An Air Ball in Academia
Published: Tuesday, February 4, 2014
Updated: Tuesday, February 4, 2014 01:02
Late last month, it became public knowledge that Georgetown’s transfer center Joshua Smith would be ineligible to play basketball at Georgetown for the rest of the 2013-2014 season for academic reasons. Many Georgetown supporters bemoaned the announcement’s impact on the team’s tournament chances. Still, others questioned why basketball was experiencing a second-straight year with academically challenged stars. Why can’t John Thompson III keep all his players on the court, and why can’t our prominent athletes stay eligible for the whole season? These questions may be difficult to answer without more information, but their importance is undeniable, and the university community ought to demand accountability for what may otherwise become a foreseeable regularity for high-profile Georgetown athletes.
Student-athletes face demanding burdens on the Hilltop. Those of us who struggle to succeed as students could never understand the difficulties of becoming a world-class athlete in the process.
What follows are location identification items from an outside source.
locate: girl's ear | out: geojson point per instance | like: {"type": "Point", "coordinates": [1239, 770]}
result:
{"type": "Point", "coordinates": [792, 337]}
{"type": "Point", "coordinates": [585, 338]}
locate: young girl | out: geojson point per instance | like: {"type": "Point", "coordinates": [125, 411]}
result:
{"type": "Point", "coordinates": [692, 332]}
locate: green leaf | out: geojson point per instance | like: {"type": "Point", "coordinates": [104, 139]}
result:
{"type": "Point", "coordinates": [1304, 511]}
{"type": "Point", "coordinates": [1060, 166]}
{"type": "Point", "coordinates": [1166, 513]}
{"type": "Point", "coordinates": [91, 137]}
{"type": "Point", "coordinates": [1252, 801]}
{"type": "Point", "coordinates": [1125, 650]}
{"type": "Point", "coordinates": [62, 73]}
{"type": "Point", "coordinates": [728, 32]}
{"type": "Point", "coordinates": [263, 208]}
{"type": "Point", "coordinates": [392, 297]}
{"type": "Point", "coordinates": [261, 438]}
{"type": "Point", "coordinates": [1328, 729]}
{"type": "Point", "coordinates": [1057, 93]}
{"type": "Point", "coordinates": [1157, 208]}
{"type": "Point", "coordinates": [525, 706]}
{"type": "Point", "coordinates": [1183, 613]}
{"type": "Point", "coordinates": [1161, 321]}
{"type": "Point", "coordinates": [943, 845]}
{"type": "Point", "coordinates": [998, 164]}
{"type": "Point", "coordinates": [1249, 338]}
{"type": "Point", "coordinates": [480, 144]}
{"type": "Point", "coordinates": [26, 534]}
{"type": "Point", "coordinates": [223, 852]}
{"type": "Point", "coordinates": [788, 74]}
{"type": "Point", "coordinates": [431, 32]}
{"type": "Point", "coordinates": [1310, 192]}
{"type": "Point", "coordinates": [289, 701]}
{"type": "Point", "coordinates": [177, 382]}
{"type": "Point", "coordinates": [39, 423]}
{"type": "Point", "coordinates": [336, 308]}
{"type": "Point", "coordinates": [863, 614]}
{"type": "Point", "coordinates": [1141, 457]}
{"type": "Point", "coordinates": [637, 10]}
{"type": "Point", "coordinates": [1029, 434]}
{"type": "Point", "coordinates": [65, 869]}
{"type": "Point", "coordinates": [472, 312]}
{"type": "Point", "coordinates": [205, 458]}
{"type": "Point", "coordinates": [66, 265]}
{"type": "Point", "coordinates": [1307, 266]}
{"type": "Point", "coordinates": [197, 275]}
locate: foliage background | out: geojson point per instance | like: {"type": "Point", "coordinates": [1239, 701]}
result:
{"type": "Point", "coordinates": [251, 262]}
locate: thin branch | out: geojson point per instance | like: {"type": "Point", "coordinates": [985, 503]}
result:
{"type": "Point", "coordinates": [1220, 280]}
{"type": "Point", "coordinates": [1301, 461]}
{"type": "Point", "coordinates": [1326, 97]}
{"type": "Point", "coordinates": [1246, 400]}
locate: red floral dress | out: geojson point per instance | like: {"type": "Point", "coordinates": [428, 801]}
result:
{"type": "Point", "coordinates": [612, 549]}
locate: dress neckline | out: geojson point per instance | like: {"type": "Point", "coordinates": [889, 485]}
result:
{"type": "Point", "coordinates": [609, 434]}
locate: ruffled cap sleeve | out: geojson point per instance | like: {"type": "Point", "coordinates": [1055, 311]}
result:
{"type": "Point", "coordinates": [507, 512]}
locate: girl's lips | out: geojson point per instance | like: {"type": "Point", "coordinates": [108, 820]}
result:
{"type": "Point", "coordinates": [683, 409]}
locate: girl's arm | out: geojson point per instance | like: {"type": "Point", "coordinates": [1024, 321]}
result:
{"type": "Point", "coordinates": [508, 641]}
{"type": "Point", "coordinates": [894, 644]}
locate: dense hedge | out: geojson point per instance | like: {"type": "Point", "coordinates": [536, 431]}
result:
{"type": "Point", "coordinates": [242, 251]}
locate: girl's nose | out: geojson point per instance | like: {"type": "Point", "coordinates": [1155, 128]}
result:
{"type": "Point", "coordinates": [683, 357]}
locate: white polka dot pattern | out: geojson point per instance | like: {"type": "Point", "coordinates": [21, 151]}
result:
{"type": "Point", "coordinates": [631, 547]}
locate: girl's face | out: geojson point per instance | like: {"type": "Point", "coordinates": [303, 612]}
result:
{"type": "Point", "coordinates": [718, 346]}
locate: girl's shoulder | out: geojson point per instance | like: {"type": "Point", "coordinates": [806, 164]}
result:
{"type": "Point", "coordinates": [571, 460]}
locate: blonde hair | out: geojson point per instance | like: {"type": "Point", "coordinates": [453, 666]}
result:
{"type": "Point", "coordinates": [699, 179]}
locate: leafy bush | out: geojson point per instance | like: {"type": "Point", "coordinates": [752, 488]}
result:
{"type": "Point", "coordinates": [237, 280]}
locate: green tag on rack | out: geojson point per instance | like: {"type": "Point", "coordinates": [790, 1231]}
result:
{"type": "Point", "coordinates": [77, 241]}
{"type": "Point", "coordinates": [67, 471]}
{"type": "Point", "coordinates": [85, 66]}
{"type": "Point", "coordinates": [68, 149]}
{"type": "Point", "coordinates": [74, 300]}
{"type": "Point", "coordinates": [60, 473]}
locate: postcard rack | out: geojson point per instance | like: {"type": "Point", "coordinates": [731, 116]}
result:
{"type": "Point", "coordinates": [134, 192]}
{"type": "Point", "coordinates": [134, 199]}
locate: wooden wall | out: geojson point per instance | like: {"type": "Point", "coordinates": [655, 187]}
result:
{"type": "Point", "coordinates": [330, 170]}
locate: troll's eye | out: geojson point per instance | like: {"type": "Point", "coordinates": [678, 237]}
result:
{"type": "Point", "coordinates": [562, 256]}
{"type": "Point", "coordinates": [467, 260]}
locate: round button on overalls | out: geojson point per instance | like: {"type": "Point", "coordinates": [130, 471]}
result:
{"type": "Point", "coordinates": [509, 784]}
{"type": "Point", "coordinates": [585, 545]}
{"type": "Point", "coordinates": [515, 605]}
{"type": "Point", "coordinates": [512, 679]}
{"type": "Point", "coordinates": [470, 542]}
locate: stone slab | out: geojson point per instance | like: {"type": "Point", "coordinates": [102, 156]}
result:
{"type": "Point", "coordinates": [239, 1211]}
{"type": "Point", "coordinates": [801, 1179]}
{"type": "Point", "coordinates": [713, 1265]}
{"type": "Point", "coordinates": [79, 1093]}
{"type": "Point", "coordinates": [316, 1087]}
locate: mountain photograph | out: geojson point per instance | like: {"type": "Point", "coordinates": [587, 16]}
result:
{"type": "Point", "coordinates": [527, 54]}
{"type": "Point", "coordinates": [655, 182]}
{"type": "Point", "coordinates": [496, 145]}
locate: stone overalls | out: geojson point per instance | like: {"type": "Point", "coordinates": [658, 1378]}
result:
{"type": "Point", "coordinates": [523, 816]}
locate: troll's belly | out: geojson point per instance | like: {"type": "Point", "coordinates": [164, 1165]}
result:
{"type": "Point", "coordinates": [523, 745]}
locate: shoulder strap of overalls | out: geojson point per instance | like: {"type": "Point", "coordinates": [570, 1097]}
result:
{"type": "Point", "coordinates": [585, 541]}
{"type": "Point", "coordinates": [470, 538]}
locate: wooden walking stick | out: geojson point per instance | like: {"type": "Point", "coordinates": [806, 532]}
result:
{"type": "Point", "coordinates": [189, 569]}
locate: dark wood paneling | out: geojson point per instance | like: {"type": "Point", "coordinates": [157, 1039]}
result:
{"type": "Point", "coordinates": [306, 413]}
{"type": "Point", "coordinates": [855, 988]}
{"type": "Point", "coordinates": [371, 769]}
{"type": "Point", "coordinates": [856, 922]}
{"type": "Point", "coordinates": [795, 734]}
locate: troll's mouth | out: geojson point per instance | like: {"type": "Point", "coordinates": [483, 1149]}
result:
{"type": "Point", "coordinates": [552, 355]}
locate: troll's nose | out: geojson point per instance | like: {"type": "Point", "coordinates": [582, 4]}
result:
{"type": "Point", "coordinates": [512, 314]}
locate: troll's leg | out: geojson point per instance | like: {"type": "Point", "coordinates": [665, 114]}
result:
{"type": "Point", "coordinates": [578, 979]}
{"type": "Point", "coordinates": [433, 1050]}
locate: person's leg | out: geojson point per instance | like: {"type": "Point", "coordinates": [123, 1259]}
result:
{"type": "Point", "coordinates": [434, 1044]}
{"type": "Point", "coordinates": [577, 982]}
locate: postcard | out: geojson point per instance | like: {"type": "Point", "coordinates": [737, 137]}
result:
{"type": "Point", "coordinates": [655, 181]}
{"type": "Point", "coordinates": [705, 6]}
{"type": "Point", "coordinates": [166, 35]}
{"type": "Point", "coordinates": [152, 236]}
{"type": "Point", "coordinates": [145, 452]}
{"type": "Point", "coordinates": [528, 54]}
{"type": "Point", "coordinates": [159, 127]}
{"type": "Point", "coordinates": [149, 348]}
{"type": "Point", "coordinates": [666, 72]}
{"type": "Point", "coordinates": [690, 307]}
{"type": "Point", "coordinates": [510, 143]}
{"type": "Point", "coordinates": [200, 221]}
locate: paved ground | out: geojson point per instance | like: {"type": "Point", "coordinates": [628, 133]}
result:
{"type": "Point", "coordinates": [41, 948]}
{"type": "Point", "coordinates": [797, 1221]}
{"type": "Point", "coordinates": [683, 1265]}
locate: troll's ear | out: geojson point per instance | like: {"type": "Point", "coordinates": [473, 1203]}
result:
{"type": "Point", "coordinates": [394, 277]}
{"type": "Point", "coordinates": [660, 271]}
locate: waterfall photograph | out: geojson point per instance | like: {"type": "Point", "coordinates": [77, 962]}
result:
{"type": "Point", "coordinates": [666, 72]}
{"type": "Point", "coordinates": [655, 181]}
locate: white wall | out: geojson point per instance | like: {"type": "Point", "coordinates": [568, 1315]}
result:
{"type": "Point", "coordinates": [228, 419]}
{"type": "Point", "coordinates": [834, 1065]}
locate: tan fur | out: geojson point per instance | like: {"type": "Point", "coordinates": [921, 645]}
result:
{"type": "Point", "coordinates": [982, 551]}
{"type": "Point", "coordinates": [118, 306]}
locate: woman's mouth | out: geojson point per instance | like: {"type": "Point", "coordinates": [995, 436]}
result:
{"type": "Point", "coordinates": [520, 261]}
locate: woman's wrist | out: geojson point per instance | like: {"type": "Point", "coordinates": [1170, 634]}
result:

Nevertheless, whatever one’s view on the proper relationship between student-athletes and the universities they attend, no one can deny that the resources and attention devoted to the success of collegiate athletes represents an investment on behalf of the university community. Smith’s ineligibility was a disappointing setback to the basketball program, but this failure rests on many shoulders, not just Smith’s. Still, the investors in Georgetown and the varsity basketball program are justified in seeking recompense.
Every time a Georgetown athletic program fails to field a team with the most talented, hardest-working students available because a student is not academically competitive, athletic administrators ought to be disappointed. If we as a university are committed to maintaining a basketball program we can be proud of, we need to accept the obligation of assisting fellow students and helping educators succeed. There is simply no reason to spend money recruiting talented players if we can’t keep them eligible to play. Thompson should step up and explain how he and the rest of the Georgetown community can better support his student-athletes. The current culture of academic underperformance among our athletes should not be tolerated on the Hilltop, and everyone — athletes included — deserves better.